One of the first rules for writing words of mouth
is: eschew lists. Audiences glaze over at litanies of details and numbers,
especially numbers. They can't absorb them. A reader can skip over a paragraph
full of numbers or descriptive details, then come back to it if necessary. The
viewer of a video or the listener to a speech cannot. In speeches and videos, audiences
want broad brush strokes: images, few words, fewer numbers.
So what does the writer do with numbers and laundry
lists? Here are a few suggestions:
- Eliminate them all. Write a first draft with no numbers and no lists. You
can always go back and add a number here or a detail there, if clarity demands it.
- Choose for impact. Some numbers ("Our employees package and ship more
than two million items each month") are more dramatic than others ("The
computer system tracks the inventory of 243,000 items assigned locations along 76,700
linear feet of storage racks"). Some short lists are interesting ("Our
Northwest facility ships items ranging from power tools and toy animals to steel beams and
fresh flowers"); others are not ("In the lower bins are nuts, bolts,
washers, clips and other types of fasteners"). Use the ones that add
impact, insight, contrast or humor, and use them sparingly.
Convert numbers to
their Common Human Denominator. Some numbers that
are dull or overwhelming in one form are more interesting or comprehensible in another:
"The storage racks in this facility
rise to the height
of seventy-six feet."
vs.
"These storage racks are more than
seven stories tall."
"This Colorado facility encloses
872,660 square feet
of floor space."
vs.
"Here in Colorado we have more than 20
acres
of storage under one roof."
In both examples, the numbers are more accessible when converted to a "common human
denominator"--a form that most people can better understand and visualize.
- Convert numbers and details into
images.
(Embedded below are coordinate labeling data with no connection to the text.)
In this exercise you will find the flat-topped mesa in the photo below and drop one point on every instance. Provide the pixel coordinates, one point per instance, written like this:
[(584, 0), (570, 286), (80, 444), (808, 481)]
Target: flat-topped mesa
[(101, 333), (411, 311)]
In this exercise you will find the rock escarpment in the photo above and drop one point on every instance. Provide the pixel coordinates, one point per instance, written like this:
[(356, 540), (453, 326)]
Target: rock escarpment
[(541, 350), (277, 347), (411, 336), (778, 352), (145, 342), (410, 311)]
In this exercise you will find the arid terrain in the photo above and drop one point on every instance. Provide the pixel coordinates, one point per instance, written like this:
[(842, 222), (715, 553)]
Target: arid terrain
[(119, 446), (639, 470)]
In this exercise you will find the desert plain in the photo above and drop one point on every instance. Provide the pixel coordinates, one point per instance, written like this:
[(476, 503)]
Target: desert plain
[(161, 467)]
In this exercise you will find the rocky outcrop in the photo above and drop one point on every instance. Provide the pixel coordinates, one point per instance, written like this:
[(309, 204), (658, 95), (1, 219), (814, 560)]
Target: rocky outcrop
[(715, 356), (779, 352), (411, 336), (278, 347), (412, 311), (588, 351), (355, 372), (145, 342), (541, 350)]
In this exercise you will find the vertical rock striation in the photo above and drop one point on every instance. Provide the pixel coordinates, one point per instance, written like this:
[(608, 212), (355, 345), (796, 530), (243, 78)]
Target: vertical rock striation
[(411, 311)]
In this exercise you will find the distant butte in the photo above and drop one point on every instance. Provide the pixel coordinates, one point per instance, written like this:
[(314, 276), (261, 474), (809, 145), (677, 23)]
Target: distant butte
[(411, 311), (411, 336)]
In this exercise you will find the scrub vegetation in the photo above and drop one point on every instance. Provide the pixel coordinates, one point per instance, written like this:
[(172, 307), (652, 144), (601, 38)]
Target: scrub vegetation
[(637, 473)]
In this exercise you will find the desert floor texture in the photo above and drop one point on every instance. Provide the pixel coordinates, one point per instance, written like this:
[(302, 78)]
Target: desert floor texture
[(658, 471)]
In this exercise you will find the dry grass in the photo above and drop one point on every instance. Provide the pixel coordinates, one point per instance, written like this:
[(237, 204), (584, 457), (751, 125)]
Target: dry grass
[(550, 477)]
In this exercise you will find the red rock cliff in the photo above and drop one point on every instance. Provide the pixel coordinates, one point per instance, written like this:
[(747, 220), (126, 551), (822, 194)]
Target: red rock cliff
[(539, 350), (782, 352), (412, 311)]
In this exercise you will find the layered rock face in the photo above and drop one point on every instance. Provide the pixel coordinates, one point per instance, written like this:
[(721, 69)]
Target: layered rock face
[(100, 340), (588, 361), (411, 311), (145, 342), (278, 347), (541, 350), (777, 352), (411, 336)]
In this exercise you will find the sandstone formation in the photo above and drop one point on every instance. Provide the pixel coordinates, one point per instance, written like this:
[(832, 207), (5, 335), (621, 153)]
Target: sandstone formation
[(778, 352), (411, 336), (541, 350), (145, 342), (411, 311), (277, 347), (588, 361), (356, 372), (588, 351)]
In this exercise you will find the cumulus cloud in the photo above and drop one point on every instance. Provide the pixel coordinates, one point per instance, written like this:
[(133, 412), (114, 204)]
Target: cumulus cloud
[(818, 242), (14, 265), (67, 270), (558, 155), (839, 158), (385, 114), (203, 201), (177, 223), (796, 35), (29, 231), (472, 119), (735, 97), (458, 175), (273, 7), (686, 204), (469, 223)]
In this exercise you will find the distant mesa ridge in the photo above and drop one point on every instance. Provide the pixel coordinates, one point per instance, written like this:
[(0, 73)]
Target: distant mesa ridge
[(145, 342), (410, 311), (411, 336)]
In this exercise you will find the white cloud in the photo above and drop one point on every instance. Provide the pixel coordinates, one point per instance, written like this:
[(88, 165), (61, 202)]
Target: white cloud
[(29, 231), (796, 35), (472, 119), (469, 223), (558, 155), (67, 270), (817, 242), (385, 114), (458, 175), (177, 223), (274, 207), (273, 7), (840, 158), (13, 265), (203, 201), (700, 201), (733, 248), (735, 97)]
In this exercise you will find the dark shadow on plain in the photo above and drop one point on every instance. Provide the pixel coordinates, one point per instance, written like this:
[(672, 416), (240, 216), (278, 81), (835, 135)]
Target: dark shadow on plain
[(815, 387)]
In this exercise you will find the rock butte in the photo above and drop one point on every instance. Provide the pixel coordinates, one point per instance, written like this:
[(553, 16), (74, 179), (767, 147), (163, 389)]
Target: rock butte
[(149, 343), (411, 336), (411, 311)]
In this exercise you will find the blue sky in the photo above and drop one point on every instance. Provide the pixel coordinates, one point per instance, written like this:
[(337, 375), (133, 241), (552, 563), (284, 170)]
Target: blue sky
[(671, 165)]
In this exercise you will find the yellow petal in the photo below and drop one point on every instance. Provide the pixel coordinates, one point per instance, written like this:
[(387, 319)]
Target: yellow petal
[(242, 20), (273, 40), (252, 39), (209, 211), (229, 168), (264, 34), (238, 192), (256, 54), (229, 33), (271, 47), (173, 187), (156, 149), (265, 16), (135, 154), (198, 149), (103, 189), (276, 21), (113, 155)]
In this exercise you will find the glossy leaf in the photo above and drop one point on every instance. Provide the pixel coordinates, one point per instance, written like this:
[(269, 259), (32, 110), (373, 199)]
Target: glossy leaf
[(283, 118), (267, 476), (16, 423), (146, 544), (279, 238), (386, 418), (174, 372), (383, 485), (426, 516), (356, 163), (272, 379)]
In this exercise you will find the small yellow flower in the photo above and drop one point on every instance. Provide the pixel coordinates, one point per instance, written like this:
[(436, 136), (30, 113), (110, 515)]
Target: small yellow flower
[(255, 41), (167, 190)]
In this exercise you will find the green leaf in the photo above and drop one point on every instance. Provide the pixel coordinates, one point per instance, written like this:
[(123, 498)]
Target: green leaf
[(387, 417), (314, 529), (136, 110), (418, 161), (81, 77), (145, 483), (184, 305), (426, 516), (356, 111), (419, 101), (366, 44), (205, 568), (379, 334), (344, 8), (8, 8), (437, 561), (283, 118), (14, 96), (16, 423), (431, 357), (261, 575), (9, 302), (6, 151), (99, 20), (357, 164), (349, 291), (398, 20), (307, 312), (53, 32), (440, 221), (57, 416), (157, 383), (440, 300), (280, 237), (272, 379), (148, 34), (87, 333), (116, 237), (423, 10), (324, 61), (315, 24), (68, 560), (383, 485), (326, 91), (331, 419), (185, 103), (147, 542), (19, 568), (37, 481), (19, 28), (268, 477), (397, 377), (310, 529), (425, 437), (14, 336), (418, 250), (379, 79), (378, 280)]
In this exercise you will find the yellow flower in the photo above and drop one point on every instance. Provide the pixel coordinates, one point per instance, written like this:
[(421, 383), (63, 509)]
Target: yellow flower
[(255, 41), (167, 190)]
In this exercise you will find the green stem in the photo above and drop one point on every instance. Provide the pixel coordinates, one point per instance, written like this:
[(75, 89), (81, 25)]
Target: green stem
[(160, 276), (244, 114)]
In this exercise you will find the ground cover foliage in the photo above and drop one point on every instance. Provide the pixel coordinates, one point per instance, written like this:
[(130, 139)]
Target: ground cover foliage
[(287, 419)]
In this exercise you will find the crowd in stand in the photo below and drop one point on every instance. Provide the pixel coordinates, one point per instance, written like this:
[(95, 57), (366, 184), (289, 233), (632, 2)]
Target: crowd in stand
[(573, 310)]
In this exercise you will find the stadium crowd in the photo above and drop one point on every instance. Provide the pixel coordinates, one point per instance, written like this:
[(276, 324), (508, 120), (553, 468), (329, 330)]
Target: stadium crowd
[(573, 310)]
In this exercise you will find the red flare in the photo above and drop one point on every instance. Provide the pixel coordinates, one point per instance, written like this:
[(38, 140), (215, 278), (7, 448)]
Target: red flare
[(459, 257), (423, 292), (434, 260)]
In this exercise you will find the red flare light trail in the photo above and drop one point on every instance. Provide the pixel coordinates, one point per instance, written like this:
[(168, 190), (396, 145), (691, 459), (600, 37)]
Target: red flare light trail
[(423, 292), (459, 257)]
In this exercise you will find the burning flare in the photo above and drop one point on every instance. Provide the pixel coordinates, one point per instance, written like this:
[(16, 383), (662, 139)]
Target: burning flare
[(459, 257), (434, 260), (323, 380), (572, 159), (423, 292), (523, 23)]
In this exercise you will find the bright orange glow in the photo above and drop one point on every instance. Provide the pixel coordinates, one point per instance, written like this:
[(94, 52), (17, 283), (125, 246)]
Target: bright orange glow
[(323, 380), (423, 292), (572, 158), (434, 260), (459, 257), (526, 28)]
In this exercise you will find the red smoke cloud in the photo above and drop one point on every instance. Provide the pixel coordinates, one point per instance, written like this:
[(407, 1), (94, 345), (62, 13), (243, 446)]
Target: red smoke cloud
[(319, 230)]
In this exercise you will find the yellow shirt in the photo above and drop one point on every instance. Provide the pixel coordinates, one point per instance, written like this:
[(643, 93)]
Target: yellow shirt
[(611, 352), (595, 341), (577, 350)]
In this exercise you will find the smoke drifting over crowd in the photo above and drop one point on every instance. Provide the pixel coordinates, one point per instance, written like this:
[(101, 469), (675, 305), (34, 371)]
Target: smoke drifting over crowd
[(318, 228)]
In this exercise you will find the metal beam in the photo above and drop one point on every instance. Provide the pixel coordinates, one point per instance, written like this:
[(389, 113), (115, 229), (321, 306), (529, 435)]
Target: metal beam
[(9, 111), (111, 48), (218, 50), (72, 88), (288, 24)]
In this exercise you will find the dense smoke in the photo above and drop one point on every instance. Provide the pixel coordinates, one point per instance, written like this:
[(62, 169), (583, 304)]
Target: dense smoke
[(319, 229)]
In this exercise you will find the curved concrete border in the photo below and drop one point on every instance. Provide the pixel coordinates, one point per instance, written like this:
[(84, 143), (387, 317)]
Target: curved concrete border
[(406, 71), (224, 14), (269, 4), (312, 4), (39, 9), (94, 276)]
Often it is not the numbers or the
laundry lists themselves that are necessary to the speech or the script; it is what the
numbers or laundry lists say about the central message. When that is true,
converting figures and details into images usually achieves the objective more
effectively.
"Total corporate storage space is 67
million square feet."
becomes
"Together, our warehouses have enough
floor space
to accommodate 399
modern aircraft carriers."
"This facility is more than 600 yards
long and covers
more than 775,000
square feet."
becomes
"This facility is longer than
the Queen Mary and
covers more area than
the Rose Bowl."
A laundry list of products or parts becomes, in a video, a briskly paced montage without
the narrator naming everything we're seeing.
What do you do with all those scrubbed facts and
subtracted figures? Don't waste them. Suggest that the client print them in a
handout to accompany the speech or the video, for those who want to know more.